The major expansion of Medicaid coverage for low-income Americans under the Affordable Care Act is proving to be a double-edged sword for patients and the medical profession.
Nine million uninsured people, many older and with complicated medical problems, will likely receive health insurance coverage in the coming year, according to the Congressional Budget Office. Under Obamacare, the federal government will pay the entire cost of expanded health care coverage for the first three years and then 90 percent of the cost thereafter, with the states covering the rest.
Related: Obamacare Creates a Two-Tiered Medicaid System
Only 25 states and the District of Columbia have signed on so far, however, as Republican governors and GOP-dominated state legislatures in most of the remaining states have opted out of the expanded program – either to protest Obamacare in general or out of fear that their states may end up having to pay a much larger share of the expanded Medicaid costs than the Obama administration promised. The result is a disturbingly stark dual system health care system determined largely by where people live and the political leanings of their home states.
Now there’s an even more challenging problem: Qualifying for expanded Medicaid coverage is one thing; finding a doctor who will even accept new Medicaid patients is another.
Familiar Red Tape
For years the Medicaid program has struggled with a shortage of doctors willing to accept its low reimbursement rates and red tape, forcing many patients to wait for care, especially care from specialists. With the advent of Obamacare, the problem will get even worse starting early next year, as physicians across the country warn they’ll have to turn away Medicaid patients they can’t afford to take on, according to a report by The New York Times on Friday.

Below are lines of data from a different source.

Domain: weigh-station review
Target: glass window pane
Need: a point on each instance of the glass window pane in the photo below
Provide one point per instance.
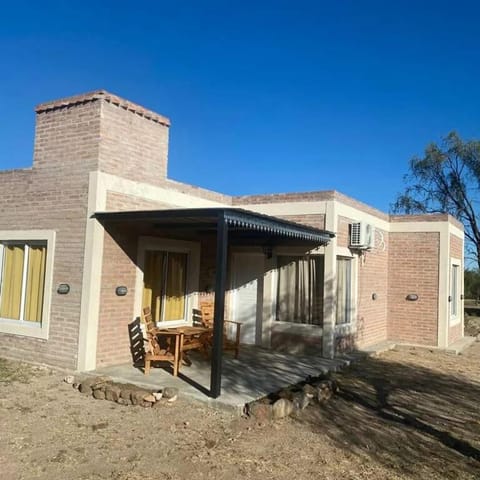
(153, 281)
(454, 291)
(35, 283)
(12, 276)
(344, 290)
(175, 286)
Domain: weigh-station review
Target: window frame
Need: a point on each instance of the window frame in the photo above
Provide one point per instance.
(294, 326)
(192, 249)
(24, 327)
(455, 292)
(349, 327)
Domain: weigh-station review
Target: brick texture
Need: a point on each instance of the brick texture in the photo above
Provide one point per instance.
(119, 260)
(312, 220)
(413, 269)
(456, 251)
(373, 270)
(53, 196)
(132, 146)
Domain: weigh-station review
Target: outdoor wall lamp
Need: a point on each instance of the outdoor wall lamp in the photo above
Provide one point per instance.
(121, 291)
(268, 250)
(63, 288)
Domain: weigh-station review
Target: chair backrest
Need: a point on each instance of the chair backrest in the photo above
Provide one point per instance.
(207, 314)
(148, 319)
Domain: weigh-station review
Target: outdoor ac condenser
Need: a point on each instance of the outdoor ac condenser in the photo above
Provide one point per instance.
(362, 235)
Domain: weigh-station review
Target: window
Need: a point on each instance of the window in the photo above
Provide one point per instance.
(22, 280)
(164, 288)
(454, 291)
(300, 289)
(344, 291)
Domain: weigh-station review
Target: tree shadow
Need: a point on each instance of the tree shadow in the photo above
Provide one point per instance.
(407, 417)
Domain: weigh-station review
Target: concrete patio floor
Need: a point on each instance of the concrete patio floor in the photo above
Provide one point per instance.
(256, 373)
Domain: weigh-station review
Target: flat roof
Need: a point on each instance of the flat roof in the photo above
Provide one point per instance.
(238, 220)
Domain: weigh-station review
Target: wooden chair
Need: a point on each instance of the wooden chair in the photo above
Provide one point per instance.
(206, 309)
(161, 346)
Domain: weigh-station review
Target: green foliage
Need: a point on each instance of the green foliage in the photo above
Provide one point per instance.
(446, 180)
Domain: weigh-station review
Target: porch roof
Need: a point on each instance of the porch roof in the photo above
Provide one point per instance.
(242, 223)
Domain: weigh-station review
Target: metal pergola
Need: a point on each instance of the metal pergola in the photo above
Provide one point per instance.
(231, 225)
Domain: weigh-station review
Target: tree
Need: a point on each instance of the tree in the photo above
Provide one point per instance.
(446, 180)
(472, 284)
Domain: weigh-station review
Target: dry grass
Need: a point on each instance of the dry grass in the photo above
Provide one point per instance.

“It’s a bad situation that is likely to be made worse,” Dr. Ted Mazer of San Diego, one of the few ear, nose and throat specialists in southern California who treats low-income Medicaid patients, told The Times. Dr. Hector Flores, a primary care doctor in East Los Angeles who has a huge Medicaid practice, said that at most he could accept about a tenth of the additional 10,000 Medicaid patients he expects to turn up at his office for treatment.
Related: The Hidden Costs of Rejecting Medicaid Expansion
Medicaid patients aren’t the only ones at risk. Across the country, there are growing signs doctors are turning away new Medicaid patients as well as seniors covered by Medicare. Forbes reported earlier this week that “patient access to doctors is approaching a perfect storm of decreased physician supply, more demand for medical care – especially after Obamacare kicks in – and doctors increasingly refusing to see low-paying Medicare or Medicaid patients.”